Independent childhood predictors of adult fatty liver were small for gestational age, (odds ratio = 1.71, 95% confidence interval = 1.07–2.72), variant in PNPLA3 (1.63, 1.29–2.07 per one risk allele), variant in the transmembrane 6 superfamily 2 gene (TM6SF2) (1.57, 1.08–2.30), BMI (1.30, 1.07–1.59 per standard deviation) and insulin (1.25, 1.05–1.49 per standard deviation). Childhood blood pressure, physical activity, C-reactive protein, smoking, serum lipid levels or parental lifestyle factors did not predict fatty liver. Risk assessment based on childhood age, sex, BMI, insulin levels, birth weight, TM6SF2 and PNPLA3 was superior in predicting fatty liver compared with the approach using only age, sex, BMI and insulin levels (C statistics, 0.725 vs. 0.749; p = 0.002).

Conclusions

Childhood risk factors on the development of fatty liver were small for gestational age, high insulin and high BMI. Prediction of adult fatty liver was enhanced by taking into account genetic variants in PNPLA3 and TM6SF2 genes.

Lay summary

The increase in pediatric obesity emphasizes the importance of identification of children and adolescents at high risk of fatty liver in adulthood.
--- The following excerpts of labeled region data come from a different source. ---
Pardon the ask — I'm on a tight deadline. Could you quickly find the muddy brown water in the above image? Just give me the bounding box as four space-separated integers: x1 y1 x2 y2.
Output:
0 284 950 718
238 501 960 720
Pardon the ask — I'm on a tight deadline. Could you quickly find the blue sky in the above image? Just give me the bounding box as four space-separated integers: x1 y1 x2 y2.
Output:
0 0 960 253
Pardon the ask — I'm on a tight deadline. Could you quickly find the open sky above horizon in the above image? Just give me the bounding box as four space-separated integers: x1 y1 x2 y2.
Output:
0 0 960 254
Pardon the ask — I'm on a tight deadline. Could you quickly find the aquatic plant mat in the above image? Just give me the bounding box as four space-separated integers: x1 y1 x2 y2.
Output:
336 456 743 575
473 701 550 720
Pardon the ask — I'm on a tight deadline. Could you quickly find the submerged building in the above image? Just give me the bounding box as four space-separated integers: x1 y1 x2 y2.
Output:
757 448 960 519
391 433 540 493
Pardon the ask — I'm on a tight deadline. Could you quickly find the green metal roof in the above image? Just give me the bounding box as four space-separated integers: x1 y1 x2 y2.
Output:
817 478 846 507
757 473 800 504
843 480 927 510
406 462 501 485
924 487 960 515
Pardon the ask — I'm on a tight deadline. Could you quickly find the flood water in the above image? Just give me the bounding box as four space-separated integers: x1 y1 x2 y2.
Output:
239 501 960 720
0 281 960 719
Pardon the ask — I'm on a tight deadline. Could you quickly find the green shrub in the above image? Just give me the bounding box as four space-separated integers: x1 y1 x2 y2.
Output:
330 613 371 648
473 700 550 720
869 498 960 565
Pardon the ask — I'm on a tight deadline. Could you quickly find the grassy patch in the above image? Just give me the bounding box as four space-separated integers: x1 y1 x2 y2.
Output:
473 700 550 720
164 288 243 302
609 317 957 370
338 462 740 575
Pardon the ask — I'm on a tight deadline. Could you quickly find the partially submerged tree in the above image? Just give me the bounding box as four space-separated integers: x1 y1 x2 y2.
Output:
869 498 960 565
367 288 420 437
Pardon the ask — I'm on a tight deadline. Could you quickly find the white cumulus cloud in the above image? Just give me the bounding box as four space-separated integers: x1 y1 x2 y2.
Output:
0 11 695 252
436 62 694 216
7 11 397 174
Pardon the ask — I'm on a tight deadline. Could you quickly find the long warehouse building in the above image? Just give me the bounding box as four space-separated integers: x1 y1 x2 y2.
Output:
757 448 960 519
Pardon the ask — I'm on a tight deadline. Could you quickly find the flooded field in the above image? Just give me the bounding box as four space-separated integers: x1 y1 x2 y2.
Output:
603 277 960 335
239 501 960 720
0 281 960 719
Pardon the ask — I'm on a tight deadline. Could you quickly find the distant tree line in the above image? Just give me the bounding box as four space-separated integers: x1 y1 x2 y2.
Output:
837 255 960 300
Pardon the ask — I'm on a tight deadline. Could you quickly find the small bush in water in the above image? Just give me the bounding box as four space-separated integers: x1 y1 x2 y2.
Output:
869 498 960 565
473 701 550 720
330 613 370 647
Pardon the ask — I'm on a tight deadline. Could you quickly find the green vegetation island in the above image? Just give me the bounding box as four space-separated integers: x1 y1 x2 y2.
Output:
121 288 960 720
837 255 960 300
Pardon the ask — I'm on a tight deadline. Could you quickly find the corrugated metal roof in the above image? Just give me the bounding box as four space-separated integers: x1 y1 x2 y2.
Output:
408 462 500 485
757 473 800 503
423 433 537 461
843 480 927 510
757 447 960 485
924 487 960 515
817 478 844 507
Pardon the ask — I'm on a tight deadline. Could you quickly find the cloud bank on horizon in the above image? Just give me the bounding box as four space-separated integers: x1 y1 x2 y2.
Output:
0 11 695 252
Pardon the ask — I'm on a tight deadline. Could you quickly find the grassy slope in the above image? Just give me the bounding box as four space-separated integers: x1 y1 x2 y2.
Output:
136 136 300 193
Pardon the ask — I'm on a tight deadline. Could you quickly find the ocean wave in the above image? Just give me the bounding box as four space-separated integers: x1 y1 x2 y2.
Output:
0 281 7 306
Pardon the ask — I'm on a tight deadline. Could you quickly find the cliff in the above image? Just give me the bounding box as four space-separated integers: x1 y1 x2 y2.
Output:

We used data from the longitudinal Cardiovascular Risk in Young Finns Study to examine the associations of childhood (3–18 years) risk variables with fatty liver assessed in adulthood at the age of 34–49 years. The findings suggest that a multifactorial approach with both lifestyle and genetic factors included would improve early identification of children with a high risk of adult fatty liver.